# Pressure rollers?????



## kocur228 (Feb 23, 2010)

Have any of you ever use one of the graco pressure rollers ,I'm wondering if it's worth getting one , are they any good?


----------



## Workaholic (Apr 17, 2007)

What kind of painting are you doing? Occupied residential, unoccupied residential, NC, apartments, commercial...


----------



## kocur228 (Feb 23, 2010)

Prob occupied most of the time , are they pretty messy?


----------



## Workaholic (Apr 17, 2007)

Honestly i have never used one, I have considered them from time to time. 
Dragging a hose to paint walls in an occupied home does not appeal to me.


----------



## deach (May 11, 2008)

Would come in handy for larger walls perhaps commercial outsides where you couldn't spray do to traffic. (at least that's where I used one)....took a bit of getting used to but after that saved a boatload of time.


----------



## IHATE_HOMEDEPOT (May 27, 2008)

I have always wondered if these work, however I do not like the quality of the proprietary covers. I have actually been thinking about getting one of those B&D paint sticks though for small jobs. The kind where you pump the paint into a clear tube. I actually used one a long time ago and they work fairly well.


----------



## PA Matt (May 27, 2010)

This is actually my first post, but I have been looking around on here for a while. I have the Graco version of this and I bought it for a monster ceiling in an occupied home.

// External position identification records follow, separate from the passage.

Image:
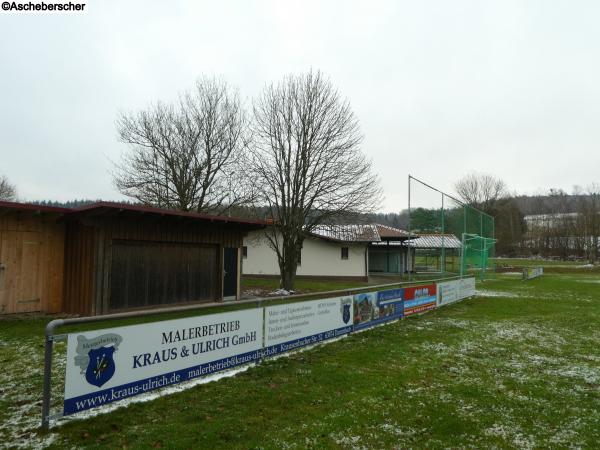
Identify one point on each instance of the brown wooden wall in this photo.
(79, 268)
(32, 260)
(89, 252)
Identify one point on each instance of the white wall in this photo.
(319, 258)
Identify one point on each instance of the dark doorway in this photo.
(159, 273)
(230, 262)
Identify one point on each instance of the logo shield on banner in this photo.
(101, 366)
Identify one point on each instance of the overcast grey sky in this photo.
(441, 88)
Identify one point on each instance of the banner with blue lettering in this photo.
(418, 299)
(295, 325)
(107, 365)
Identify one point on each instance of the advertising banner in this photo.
(295, 325)
(373, 308)
(455, 290)
(466, 287)
(112, 364)
(418, 299)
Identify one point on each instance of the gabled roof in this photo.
(388, 233)
(360, 233)
(347, 233)
(435, 241)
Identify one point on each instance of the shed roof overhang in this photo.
(121, 210)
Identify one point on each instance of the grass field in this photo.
(518, 366)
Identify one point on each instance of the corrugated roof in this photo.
(435, 241)
(32, 207)
(100, 208)
(110, 208)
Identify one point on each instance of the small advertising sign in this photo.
(295, 325)
(418, 299)
(373, 308)
(455, 290)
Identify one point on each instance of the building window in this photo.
(344, 252)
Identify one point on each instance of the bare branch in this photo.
(306, 162)
(188, 155)
(8, 192)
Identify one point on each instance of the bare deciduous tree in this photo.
(481, 190)
(307, 163)
(187, 155)
(8, 192)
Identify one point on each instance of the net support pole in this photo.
(409, 260)
(443, 255)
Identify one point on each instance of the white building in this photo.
(336, 251)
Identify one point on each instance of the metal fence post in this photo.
(48, 349)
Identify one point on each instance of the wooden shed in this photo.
(31, 258)
(110, 257)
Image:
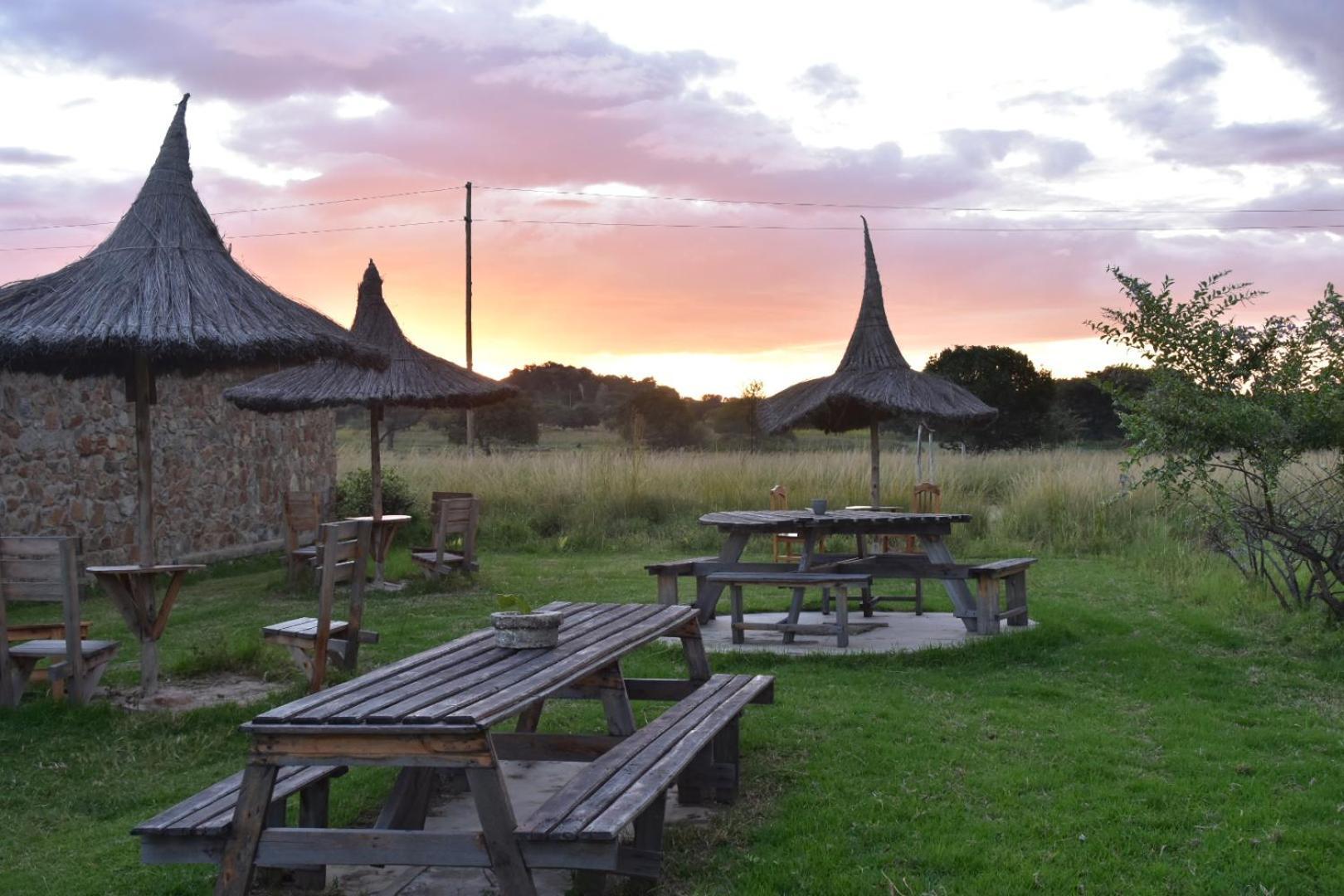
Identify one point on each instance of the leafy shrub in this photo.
(355, 494)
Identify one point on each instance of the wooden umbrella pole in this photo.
(143, 386)
(375, 462)
(875, 450)
(470, 414)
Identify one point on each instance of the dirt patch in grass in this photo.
(197, 694)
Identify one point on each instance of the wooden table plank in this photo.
(455, 683)
(377, 679)
(459, 672)
(542, 674)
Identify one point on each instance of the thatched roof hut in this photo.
(873, 383)
(413, 377)
(162, 285)
(160, 295)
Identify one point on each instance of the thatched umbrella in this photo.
(413, 377)
(162, 295)
(873, 383)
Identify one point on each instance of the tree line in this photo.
(1034, 409)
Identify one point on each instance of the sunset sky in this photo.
(976, 134)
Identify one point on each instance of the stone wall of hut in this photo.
(67, 465)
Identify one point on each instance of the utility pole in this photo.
(470, 416)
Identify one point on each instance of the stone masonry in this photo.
(67, 465)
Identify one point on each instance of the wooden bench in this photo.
(988, 575)
(668, 572)
(194, 830)
(344, 558)
(693, 744)
(47, 568)
(836, 582)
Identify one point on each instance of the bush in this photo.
(355, 494)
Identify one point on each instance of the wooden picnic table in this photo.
(132, 589)
(930, 528)
(437, 709)
(385, 528)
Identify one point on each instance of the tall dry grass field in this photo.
(1064, 501)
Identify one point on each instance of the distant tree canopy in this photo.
(1092, 403)
(737, 418)
(656, 416)
(572, 397)
(1006, 379)
(514, 422)
(1034, 409)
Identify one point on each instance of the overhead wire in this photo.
(967, 227)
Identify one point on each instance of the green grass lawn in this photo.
(1157, 733)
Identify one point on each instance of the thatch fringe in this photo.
(164, 285)
(413, 377)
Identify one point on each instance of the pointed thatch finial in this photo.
(371, 286)
(871, 345)
(173, 167)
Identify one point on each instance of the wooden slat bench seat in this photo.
(300, 637)
(693, 744)
(194, 830)
(836, 583)
(1014, 577)
(668, 571)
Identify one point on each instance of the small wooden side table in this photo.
(132, 589)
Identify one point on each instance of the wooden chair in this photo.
(303, 518)
(455, 514)
(47, 568)
(786, 546)
(926, 499)
(346, 548)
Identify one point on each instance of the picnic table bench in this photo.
(977, 611)
(799, 582)
(441, 709)
(194, 830)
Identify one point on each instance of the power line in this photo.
(704, 226)
(735, 202)
(940, 208)
(240, 212)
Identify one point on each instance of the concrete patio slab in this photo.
(903, 631)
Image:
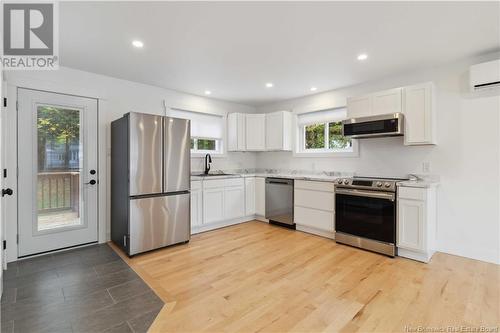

It worked very well actually. It does give you a few drips off the cover, but not too bad. It comes with a drip shield, but i took it off because it mainly just got in the way or held gobs of paint that would later fall off and make a bigger mess. Depending on what you're doing, they're great!


----------



## straight_lines (Oct 17, 2007)

I may be doing some big commercial work soon, and am considering the pros of having one spray and the other backroll.


----------



## TJ Paint (Jun 18, 2009)

straight_lines said:


> I may be doing some big commercial work soon, and am considering the pros of having one spray and the other backroll.


cool


----------



## We do lines... (Apr 21, 2010)

We us them to paint bollards when it's to windy to spray or there cars close buy.

No problems. Really come in handy, and an easy switch over.


----------



## Softy (Jul 19, 2009)

Bought it long time ago, use it once and probably wont again. Too lite so it doesn't provide enough pressure to lay paint down properly and it drip like crazy. I was trying to show-off to my employee but he finished 2 rooms with sheep skin while I'm struggling with the first room. It took me about 3 coats on a similar color paint. lol


----------